Rabbi Batsheva Appel
When I was a child I wanted to be a an astronaut or a rabbi. I think you can see how that turned out. I was thinking again of my dream to be an astronaut as we prepare for Passover this week.
Last week we saw something that we had never seen before, a photograph of a black hole in the M87 galaxy. A group of 200 researchers, including astronomers from University of Arizona, working together were able to show us something that seemed that it would be impossible to see. For the Israelites, leaving Mitzrayim, Egypt, probably seemed impossible. With God’s might, with Moses as their leader, and with all of them working together, something that seemed impossible, happened, and it is now our central sacred story.
Israel became the seventh country to put an object in orbit around the moon last week, but the attempted landing of the Beresheet lunar lander failed.

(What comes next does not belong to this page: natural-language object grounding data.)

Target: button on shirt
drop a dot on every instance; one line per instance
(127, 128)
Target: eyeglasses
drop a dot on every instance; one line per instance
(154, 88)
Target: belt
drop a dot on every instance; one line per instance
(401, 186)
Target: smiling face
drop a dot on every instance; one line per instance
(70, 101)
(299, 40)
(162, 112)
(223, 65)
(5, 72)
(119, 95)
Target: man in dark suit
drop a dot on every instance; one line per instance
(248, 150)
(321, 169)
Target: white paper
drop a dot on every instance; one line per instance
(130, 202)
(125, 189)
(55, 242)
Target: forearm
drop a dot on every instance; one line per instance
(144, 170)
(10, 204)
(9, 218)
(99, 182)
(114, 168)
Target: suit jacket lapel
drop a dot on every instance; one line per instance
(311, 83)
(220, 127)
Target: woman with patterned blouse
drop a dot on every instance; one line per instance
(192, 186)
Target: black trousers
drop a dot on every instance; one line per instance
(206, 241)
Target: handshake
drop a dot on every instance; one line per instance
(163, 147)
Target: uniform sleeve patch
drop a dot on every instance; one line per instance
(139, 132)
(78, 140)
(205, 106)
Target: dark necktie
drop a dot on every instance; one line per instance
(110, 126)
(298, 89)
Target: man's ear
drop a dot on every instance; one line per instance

The lander took a picture of itself 22 km above the moon’s surface with a sign that read “small country, big dreams” before the presumed crash landing. Beresheet was the first private launch and attempted landing on the moon, and SpaceIL has already announced that there will be a Beresheet Shtayim, a second attempt. After the Exodus, the Israelites made lots of mistakes along the way to the Promised Land, but mistakes and failures did not prevent the Israelites from entually finishing the journey with God’s help.
As we prepare for Passover this week, we are told that we are required to see ourselves as if we were the ones redeemed from Mitzrayim, from Egypt. I hope that these two examples remind us that working together we can see impossible things and that making mistakes along the way does not prevent us from achieving our goals.
I wish all of you a good and sweet Passover holiday. A zissen Pesach v’Kasher! Chag Sameach!